I try to wake up before the rest of my house and have tea alone in the kitchen. I used to get up very early to write, but that practice was thrown off after I had my daughter because I was so much more tired in the mornings. Now I just take 15 to 20 minutes alone with a matcha latte before I go into my daughter's room to get her day started.

You wear so many hats — poet, activist, mom and so on. How do you find balance?

I don't. I'm not sure balance exists. I just try to do as much as I can each day without running myself down. I am very conscious of my own energy. When I am depleted, I can't be fully present for my family, my work and the other things I really care about. Because of this, I always try to prioritize rest and being gentle with myself no matter how much is going on.

Your new book spreads the message of kindness. Why is that so important right now?

I am truly in love with my new kids' book [What the Road Said]. Every time I read it, I just feel like no matter what I am going through, everything is going to be OK. I honestly don't think there is ever a time that we should not be trying to spread the message of kindness. It is that important.

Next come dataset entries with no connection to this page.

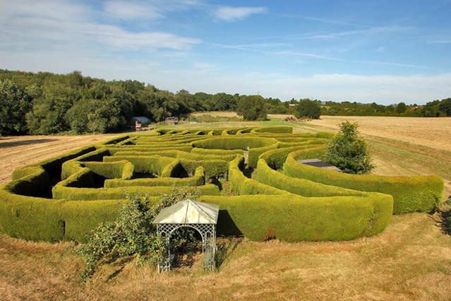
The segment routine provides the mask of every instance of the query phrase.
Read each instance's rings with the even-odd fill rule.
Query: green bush
[[[356,190],[325,185],[306,179],[288,177],[271,169],[263,159],[258,160],[258,165],[252,174],[252,177],[261,183],[302,196],[363,196],[368,194]]]
[[[229,182],[231,189],[239,194],[287,194],[277,188],[265,185],[253,179],[246,177],[240,167],[244,164],[241,156],[229,163]]]
[[[82,167],[86,167],[93,172],[107,179],[129,179],[133,175],[133,165],[124,160],[115,162],[83,162]]]
[[[128,186],[200,186],[205,183],[203,168],[196,168],[193,177],[178,179],[174,177],[159,177],[156,179],[111,179],[105,180],[104,187],[124,187]]]
[[[287,242],[347,240],[381,232],[390,223],[390,196],[305,198],[294,194],[212,196],[200,200],[220,206],[217,231],[236,230],[252,240],[268,231]]]
[[[246,148],[260,148],[277,143],[272,138],[260,138],[255,136],[231,136],[210,138],[200,141],[193,142],[193,146],[209,149],[246,149]]]
[[[251,133],[274,133],[274,134],[292,134],[293,126],[258,126],[253,129]]]
[[[160,175],[163,169],[176,159],[159,155],[113,155],[104,157],[104,162],[127,160],[135,166],[136,172]]]
[[[373,166],[366,142],[359,136],[358,126],[349,122],[340,124],[339,131],[329,143],[323,158],[344,172],[367,174]]]
[[[310,158],[302,150],[290,154],[284,165],[284,172],[293,177],[368,192],[380,192],[393,196],[395,214],[428,212],[440,203],[443,191],[443,180],[436,175],[379,176],[348,175],[300,164],[299,158]]]

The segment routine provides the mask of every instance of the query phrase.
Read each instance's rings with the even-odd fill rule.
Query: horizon
[[[0,4],[0,69],[385,105],[451,95],[451,1]]]

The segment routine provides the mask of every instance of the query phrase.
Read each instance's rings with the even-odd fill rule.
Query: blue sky
[[[451,1],[0,1],[0,68],[176,92],[451,96]]]

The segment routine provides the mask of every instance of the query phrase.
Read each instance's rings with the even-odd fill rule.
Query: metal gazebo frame
[[[203,266],[205,271],[215,268],[216,224],[219,206],[187,199],[165,208],[153,221],[158,235],[164,239],[164,254],[158,263],[158,272],[171,270],[174,258],[171,254],[170,239],[172,233],[181,228],[197,230],[202,237]]]

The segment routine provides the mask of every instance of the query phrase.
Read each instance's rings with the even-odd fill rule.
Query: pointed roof
[[[162,209],[154,224],[216,224],[220,206],[191,199]]]

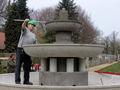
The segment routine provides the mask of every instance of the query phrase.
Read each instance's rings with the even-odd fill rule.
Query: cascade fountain
[[[120,86],[90,86],[88,83],[88,60],[96,57],[103,45],[75,44],[71,37],[82,24],[68,20],[65,9],[59,20],[48,21],[47,31],[56,32],[56,41],[49,44],[24,45],[27,54],[41,58],[40,85],[2,84],[0,90],[119,90]],[[34,78],[34,77],[31,77]]]
[[[25,52],[30,56],[41,57],[40,85],[88,85],[88,57],[97,56],[104,47],[73,43],[72,33],[80,30],[81,26],[81,22],[68,20],[68,12],[63,8],[59,20],[46,23],[47,31],[56,32],[54,43],[24,46]]]

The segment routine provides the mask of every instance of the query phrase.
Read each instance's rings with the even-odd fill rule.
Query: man
[[[24,70],[23,84],[27,84],[27,85],[33,84],[32,82],[29,81],[29,78],[30,78],[29,72],[30,72],[32,60],[30,56],[28,56],[24,52],[23,45],[36,43],[36,36],[33,33],[35,26],[36,26],[36,22],[30,21],[29,19],[25,19],[22,24],[21,36],[19,39],[18,48],[16,52],[16,69],[15,69],[15,83],[16,84],[21,83],[20,71],[21,71],[22,64],[23,64],[23,70]]]

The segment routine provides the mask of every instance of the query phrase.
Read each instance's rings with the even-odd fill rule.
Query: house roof
[[[0,32],[0,49],[4,49],[5,48],[5,33]]]

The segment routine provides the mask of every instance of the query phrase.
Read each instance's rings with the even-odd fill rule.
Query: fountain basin
[[[24,45],[24,51],[32,57],[95,57],[103,45],[94,44],[31,44]]]
[[[49,21],[46,23],[48,31],[76,31],[80,30],[81,22],[78,21]]]

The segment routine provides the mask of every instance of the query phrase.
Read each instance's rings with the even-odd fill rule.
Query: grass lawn
[[[120,73],[120,62],[112,64],[112,65],[107,66],[105,68],[102,68],[102,69],[100,69],[98,71]]]

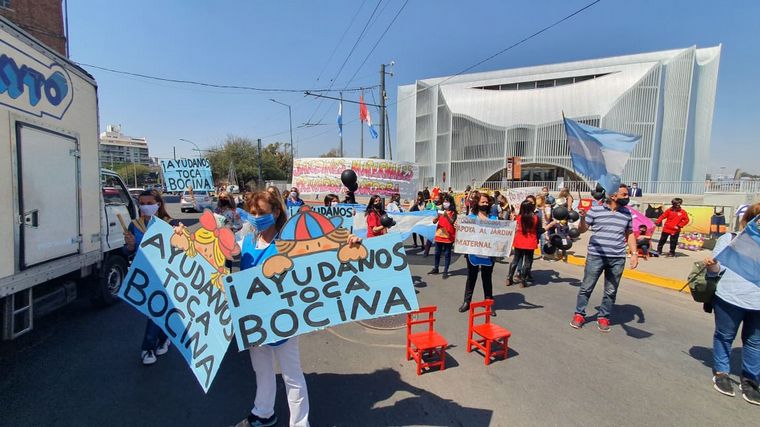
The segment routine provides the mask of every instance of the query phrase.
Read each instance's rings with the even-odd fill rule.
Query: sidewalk
[[[586,263],[588,254],[588,240],[591,232],[581,234],[581,237],[573,242],[573,247],[567,251],[567,263],[583,266]],[[654,249],[657,249],[657,239],[652,239]],[[666,250],[668,246],[665,246]],[[659,286],[677,291],[688,292],[686,287],[686,278],[691,272],[691,268],[697,261],[702,261],[710,256],[712,251],[699,250],[690,251],[687,249],[676,249],[675,258],[652,257],[644,259],[639,257],[639,266],[636,270],[625,269],[623,277],[636,280],[649,285]],[[627,264],[628,265],[628,264]]]

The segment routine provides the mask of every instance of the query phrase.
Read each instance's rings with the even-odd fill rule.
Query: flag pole
[[[362,89],[362,98],[364,98],[364,89]],[[364,121],[362,120],[361,107],[359,107],[359,157],[364,158]]]

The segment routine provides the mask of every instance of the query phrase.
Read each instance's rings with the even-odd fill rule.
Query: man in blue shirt
[[[610,331],[609,315],[615,304],[615,296],[620,285],[620,278],[625,269],[626,245],[631,252],[631,269],[638,266],[636,238],[633,235],[633,218],[626,208],[629,202],[628,187],[621,185],[617,193],[607,199],[607,202],[594,206],[585,214],[581,214],[578,231],[586,232],[589,228],[593,235],[588,242],[586,268],[583,272],[583,282],[578,290],[575,315],[570,326],[580,329],[586,322],[586,306],[596,282],[604,273],[604,296],[599,307],[597,327],[602,332]]]

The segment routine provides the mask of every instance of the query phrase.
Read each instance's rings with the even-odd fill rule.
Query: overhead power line
[[[363,89],[366,89],[366,87],[357,87],[357,88],[348,88],[348,89],[286,89],[286,88],[265,88],[265,87],[254,87],[254,86],[241,86],[241,85],[227,85],[227,84],[219,84],[219,83],[208,83],[208,82],[200,82],[195,80],[183,80],[183,79],[173,79],[168,77],[159,77],[159,76],[151,76],[149,74],[142,74],[142,73],[133,73],[131,71],[123,71],[123,70],[115,70],[113,68],[107,68],[107,67],[101,67],[99,65],[93,65],[93,64],[85,64],[83,62],[77,62],[77,65],[83,66],[83,67],[90,67],[95,68],[98,70],[108,71],[110,73],[115,74],[122,74],[126,76],[133,76],[133,77],[140,77],[143,79],[148,80],[156,80],[161,82],[169,82],[169,83],[177,83],[177,84],[184,84],[184,85],[193,85],[193,86],[202,86],[202,87],[213,87],[213,88],[219,88],[219,89],[237,89],[237,90],[248,90],[253,92],[287,92],[287,93],[303,93],[306,91],[309,92],[358,92]]]

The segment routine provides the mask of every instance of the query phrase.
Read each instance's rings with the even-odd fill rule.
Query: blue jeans
[[[145,325],[145,336],[143,337],[143,351],[156,351],[156,348],[166,342],[167,339],[164,331],[153,323],[152,320],[148,319],[148,324]]]
[[[448,273],[449,265],[451,265],[451,248],[454,247],[453,243],[441,243],[435,242],[435,269],[438,270],[438,266],[441,264],[441,253],[444,256],[443,271]]]
[[[760,380],[760,310],[747,310],[713,298],[715,335],[713,335],[713,371],[728,373],[731,344],[742,326],[742,376]]]
[[[594,292],[599,276],[604,273],[604,296],[602,305],[599,307],[599,317],[609,317],[612,306],[615,304],[620,278],[623,277],[623,269],[625,269],[625,257],[612,258],[597,255],[586,257],[586,269],[583,271],[583,282],[578,290],[575,312],[581,316],[586,315],[588,299]]]

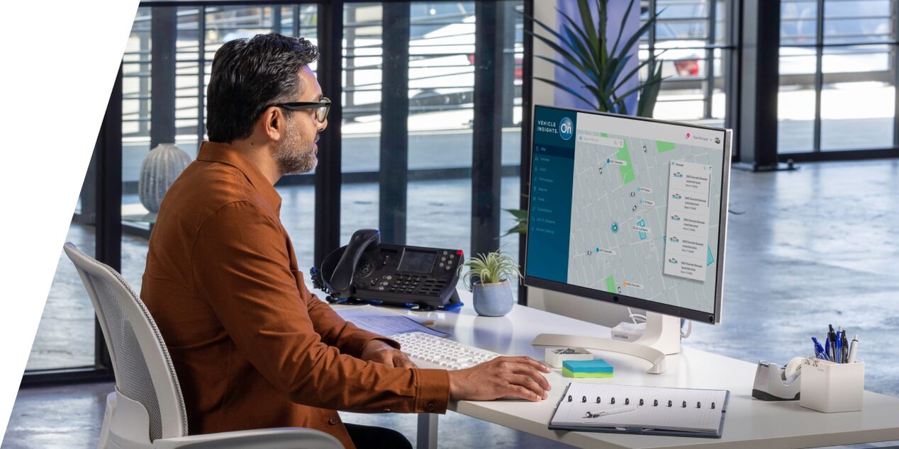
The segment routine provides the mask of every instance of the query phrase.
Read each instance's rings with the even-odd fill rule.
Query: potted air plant
[[[467,268],[468,270],[462,272]],[[510,280],[520,279],[518,263],[507,252],[478,254],[458,268],[466,288],[474,294],[475,312],[483,316],[503,316],[515,300]]]

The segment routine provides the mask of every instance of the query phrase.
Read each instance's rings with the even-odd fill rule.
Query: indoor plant
[[[468,270],[462,273],[467,267]],[[503,316],[512,311],[515,300],[510,279],[521,278],[518,263],[507,252],[478,254],[458,268],[465,286],[474,294],[475,312],[484,316]]]
[[[655,101],[662,87],[662,64],[658,55],[650,55],[646,60],[628,67],[628,62],[636,57],[634,48],[651,27],[655,25],[657,14],[650,13],[640,28],[632,36],[626,37],[625,25],[631,13],[639,14],[639,2],[630,0],[628,8],[621,17],[618,36],[615,40],[606,35],[608,30],[609,0],[592,0],[599,13],[598,22],[593,22],[593,13],[591,11],[591,0],[578,0],[581,22],[578,23],[568,14],[556,8],[565,20],[561,30],[556,31],[552,27],[543,23],[534,17],[528,19],[545,30],[555,38],[555,40],[536,32],[529,32],[534,39],[540,40],[552,48],[562,60],[534,55],[534,57],[543,59],[570,74],[581,84],[576,87],[586,88],[587,92],[578,91],[569,85],[565,85],[555,80],[535,76],[534,79],[553,85],[574,98],[590,105],[600,112],[616,112],[628,114],[626,101],[631,95],[636,95],[636,113],[640,117],[652,117],[655,108]],[[636,4],[636,10],[634,5]],[[661,54],[661,53],[660,53]],[[639,73],[648,66],[648,76],[639,79]],[[636,86],[630,89],[623,87],[636,77]],[[515,218],[515,225],[503,234],[527,233],[528,212],[521,209],[504,209]]]
[[[636,0],[630,0],[628,8],[622,14],[618,36],[615,38],[614,43],[610,45],[610,40],[606,36],[609,22],[609,0],[593,0],[593,2],[599,13],[597,23],[593,22],[593,13],[590,5],[591,0],[577,1],[581,16],[580,23],[556,8],[559,14],[565,18],[560,31],[556,31],[533,17],[529,17],[534,23],[555,37],[557,42],[535,32],[530,32],[530,34],[534,39],[547,44],[563,60],[560,61],[556,57],[547,57],[542,55],[535,55],[534,57],[547,61],[571,75],[581,84],[580,87],[586,88],[588,92],[578,92],[571,86],[547,78],[535,76],[534,79],[547,83],[570,93],[600,112],[628,114],[626,100],[631,95],[636,94],[636,115],[652,117],[653,110],[655,108],[655,100],[658,98],[659,89],[662,87],[662,64],[656,64],[656,55],[649,55],[645,61],[631,67],[628,66],[631,58],[636,57],[636,48],[634,46],[639,42],[640,36],[643,36],[645,32],[655,25],[656,14],[650,13],[646,22],[640,25],[640,28],[632,36],[624,36],[625,27],[630,14],[640,13],[639,3]],[[635,4],[637,5],[636,11],[634,11]],[[622,40],[625,40],[622,41]],[[648,75],[646,79],[641,80],[639,79],[640,70],[646,66],[649,66]],[[636,85],[630,89],[625,89],[624,87],[628,82],[635,77],[636,77]]]

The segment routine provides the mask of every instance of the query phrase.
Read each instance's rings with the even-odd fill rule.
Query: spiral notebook
[[[726,390],[571,383],[549,428],[720,438]]]

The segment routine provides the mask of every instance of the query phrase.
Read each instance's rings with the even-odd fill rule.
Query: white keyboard
[[[502,356],[424,332],[390,338],[398,341],[400,350],[422,368],[465,369]]]

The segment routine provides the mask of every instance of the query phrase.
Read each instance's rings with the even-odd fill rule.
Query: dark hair
[[[299,69],[316,59],[318,48],[311,42],[276,32],[226,42],[212,59],[206,93],[209,140],[249,137],[267,106],[296,101]]]

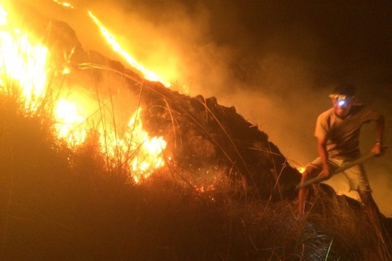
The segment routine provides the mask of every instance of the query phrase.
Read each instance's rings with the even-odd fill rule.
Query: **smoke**
[[[389,1],[69,2],[77,9],[51,0],[31,4],[67,22],[86,49],[127,66],[90,20],[91,10],[146,68],[186,86],[191,95],[215,96],[235,106],[293,162],[305,165],[316,156],[315,119],[329,108],[327,94],[336,83],[355,85],[360,100],[392,122]],[[368,129],[361,139],[363,151],[374,140]],[[386,143],[392,141],[390,134],[387,125]],[[392,216],[387,199],[392,198],[390,154],[366,167],[376,202]],[[331,182],[337,188],[345,181]]]

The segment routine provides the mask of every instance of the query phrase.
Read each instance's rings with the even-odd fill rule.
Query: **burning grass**
[[[298,220],[240,179],[200,192],[166,167],[136,185],[93,139],[70,150],[49,114],[0,101],[2,260],[389,260],[360,205],[324,187]]]
[[[9,41],[17,43],[15,57],[34,58],[19,55],[23,49],[14,40],[21,35],[10,32],[2,35],[16,37]],[[27,51],[35,49],[23,39]],[[39,79],[51,75],[47,83],[34,81],[23,66],[28,62],[16,74],[2,65],[1,260],[388,260],[388,220],[380,217],[387,232],[375,232],[358,203],[323,187],[306,218],[297,219],[289,189],[298,172],[234,108],[143,82],[98,54],[70,49],[63,62],[67,75],[79,73],[75,86],[56,81],[62,64],[48,73],[50,66],[38,63]],[[68,57],[74,50],[77,66]],[[88,83],[78,81],[88,78],[86,71],[92,87],[75,83]],[[114,71],[138,95],[124,131],[115,92],[107,89],[112,82],[104,81]],[[78,97],[84,93],[94,102]]]

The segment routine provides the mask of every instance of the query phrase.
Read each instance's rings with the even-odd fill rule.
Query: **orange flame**
[[[146,79],[154,82],[160,82],[166,87],[170,87],[171,86],[171,84],[168,82],[165,81],[161,76],[156,74],[155,72],[150,70],[145,69],[142,64],[138,63],[134,58],[131,57],[129,54],[124,50],[120,44],[116,41],[116,38],[114,36],[109,32],[109,31],[103,25],[101,21],[100,21],[91,11],[88,11],[88,14],[95,24],[100,28],[101,33],[104,36],[105,36],[108,43],[112,46],[113,50],[125,58],[127,61],[132,67],[136,68],[139,71],[141,71]]]
[[[63,7],[68,7],[68,8],[71,8],[72,9],[75,8],[75,7],[74,7],[72,5],[71,5],[69,3],[62,2],[60,2],[60,1],[58,1],[58,0],[53,0],[53,2],[55,2],[55,3],[57,3],[57,4],[60,5],[60,6],[63,6]]]
[[[9,26],[8,15],[0,6],[0,93],[7,91],[10,82],[15,82],[26,100],[26,108],[34,111],[36,107],[32,107],[32,102],[36,101],[38,105],[50,93],[46,90],[48,49],[32,36]],[[61,72],[71,73],[68,68]],[[70,94],[59,95],[54,106],[54,132],[70,147],[83,146],[87,134],[94,130],[99,135],[101,152],[111,162],[128,166],[136,182],[164,165],[162,153],[167,143],[162,137],[150,138],[143,129],[141,108],[132,115],[124,135],[119,136],[115,126],[97,118],[95,112],[102,103],[92,97],[82,95],[77,89]],[[94,120],[105,123],[93,128]]]
[[[33,109],[33,103],[45,95],[47,48],[39,43],[32,44],[31,36],[8,26],[7,16],[0,6],[0,84],[17,84],[27,108]]]

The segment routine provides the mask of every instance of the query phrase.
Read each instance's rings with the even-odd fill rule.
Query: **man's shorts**
[[[333,173],[335,169],[344,164],[349,163],[345,160],[337,160],[335,159],[328,159],[328,165],[329,165],[331,173]],[[309,165],[314,168],[323,169],[323,163],[320,157],[317,158]],[[362,164],[359,164],[345,170],[343,173],[349,180],[351,190],[356,191],[369,191],[371,192],[369,186],[369,181],[365,172],[365,170]]]

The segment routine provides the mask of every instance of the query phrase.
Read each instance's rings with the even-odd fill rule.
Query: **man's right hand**
[[[323,169],[323,170],[321,171],[321,172],[318,174],[318,177],[323,177],[323,178],[325,179],[327,178],[329,176],[329,175],[331,175],[331,171],[329,169],[329,167],[324,167]]]

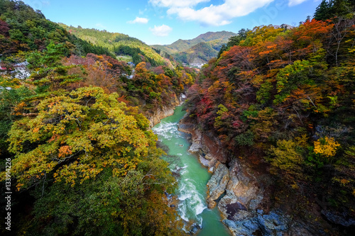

Do you have a mantra that helps you feel more confident, or persevere during tough times?

If you are grateful for where you are, you have to respect the road that got you there.

What brings you joy right now?

My kids’ book is bringing me so much joy because I started it before I was pregnant, so I had no idea that by the time I finished it and it was out in the world, it would be something I was going to be reading to my own daughter. That really makes me smile.

Many people credit your work with bringing them inspiration and permission to celebrate themselves a bit more. Are there authors or experts you yourself turn to for inspiration?

Oh of course. Toni Morrison, bell hooks, Toni Cade Bambara, Alice Walker, James Baldwin, Gwendolyn Brooks, Maya Angelou, Audre Lorde.

This interview has been edited for length and clarity.